Viacom paid Harmonix some $150 million for its performance on
Rock Band in 2007 when music games were booming. Now that they're not, it looks like Viacom wants its money back.
Target-based compensation was part of the deal when Viacom's MTV
acquired Harmonix late in 2006. The music game studio's stakeholders were promised incremental earn-outs for exceeding certain financial targets, and apparently received them.
For example, in 2008, SEC filings revealed that Viacom had
set aside more than $200 million in target-based compensation for Harmonix based on
Rock Band's performance -- in the original game's first month on sale it sold more than 1 million units.
Ultimately, "in 2008, we paid $150 million, subject to adjustment, under this earn-out agreement related to 2007 performance," says Viacom in a new SEC filing.
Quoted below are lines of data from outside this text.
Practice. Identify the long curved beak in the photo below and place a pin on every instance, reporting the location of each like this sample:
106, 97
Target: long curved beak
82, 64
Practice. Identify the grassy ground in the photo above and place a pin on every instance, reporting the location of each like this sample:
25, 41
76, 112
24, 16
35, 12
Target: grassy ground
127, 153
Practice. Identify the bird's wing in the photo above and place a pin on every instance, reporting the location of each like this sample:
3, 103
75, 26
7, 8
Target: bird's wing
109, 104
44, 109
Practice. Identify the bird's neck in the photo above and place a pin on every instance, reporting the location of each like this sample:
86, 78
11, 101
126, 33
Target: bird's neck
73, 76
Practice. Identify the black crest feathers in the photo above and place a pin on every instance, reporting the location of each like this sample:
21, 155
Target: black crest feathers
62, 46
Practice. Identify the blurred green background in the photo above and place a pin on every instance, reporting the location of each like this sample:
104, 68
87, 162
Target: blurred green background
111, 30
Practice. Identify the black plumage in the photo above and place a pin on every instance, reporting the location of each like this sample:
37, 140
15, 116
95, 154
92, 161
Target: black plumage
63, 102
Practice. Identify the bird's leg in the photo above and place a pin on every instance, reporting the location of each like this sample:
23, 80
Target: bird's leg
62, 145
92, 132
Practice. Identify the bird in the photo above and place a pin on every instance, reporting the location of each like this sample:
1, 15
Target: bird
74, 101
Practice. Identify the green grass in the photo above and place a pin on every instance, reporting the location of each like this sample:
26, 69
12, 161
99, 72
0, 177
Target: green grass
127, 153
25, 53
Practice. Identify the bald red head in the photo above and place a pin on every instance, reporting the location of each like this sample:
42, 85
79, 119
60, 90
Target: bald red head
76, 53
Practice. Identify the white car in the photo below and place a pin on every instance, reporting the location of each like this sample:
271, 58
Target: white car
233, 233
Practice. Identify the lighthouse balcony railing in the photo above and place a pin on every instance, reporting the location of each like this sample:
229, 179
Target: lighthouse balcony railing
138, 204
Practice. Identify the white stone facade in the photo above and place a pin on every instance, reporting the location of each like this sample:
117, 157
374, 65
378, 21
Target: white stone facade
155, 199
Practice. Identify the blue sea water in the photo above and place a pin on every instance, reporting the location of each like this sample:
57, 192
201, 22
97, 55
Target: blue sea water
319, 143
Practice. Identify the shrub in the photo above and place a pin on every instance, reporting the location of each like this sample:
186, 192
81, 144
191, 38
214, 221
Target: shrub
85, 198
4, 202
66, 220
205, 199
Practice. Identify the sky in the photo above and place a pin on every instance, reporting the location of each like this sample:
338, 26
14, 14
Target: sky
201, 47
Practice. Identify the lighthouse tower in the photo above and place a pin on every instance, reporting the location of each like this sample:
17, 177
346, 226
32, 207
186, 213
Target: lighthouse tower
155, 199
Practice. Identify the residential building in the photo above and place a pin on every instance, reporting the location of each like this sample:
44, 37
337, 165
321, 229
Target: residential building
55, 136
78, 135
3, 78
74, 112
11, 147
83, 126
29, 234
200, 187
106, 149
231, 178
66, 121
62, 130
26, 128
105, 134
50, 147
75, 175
"At December 31, 2009, we believe that we are entitled to a refund of a substantial portion of amounts previously paid, but the final amount of the earn-out has not yet been determined," the filing continues.
The
Rock Band franchise -- comprised of two console editions, the special
The Beatles game, and the broad digital store of downloadable content -- has generated over $1 billion dollars in sales to date. But the music game category in general saw sales contract by as much as half throughout 2009, as high-priced, peripheral-equipped bundles failed to sell as well as in earlier years.
Proponents of the genre say that the music game business is transitioning, not declining -- with peripherals at market saturation and controller interoperability at a high, the genre's revenue now comes from software sales and downloadable content, like track packs.
But fewer hardware bundles sold means big year-over-year sales declines for companies like Viacom, which yesterday
blamed lower Rock Band sales for a decline in revenues, claiming the franchise had a "challenging" year.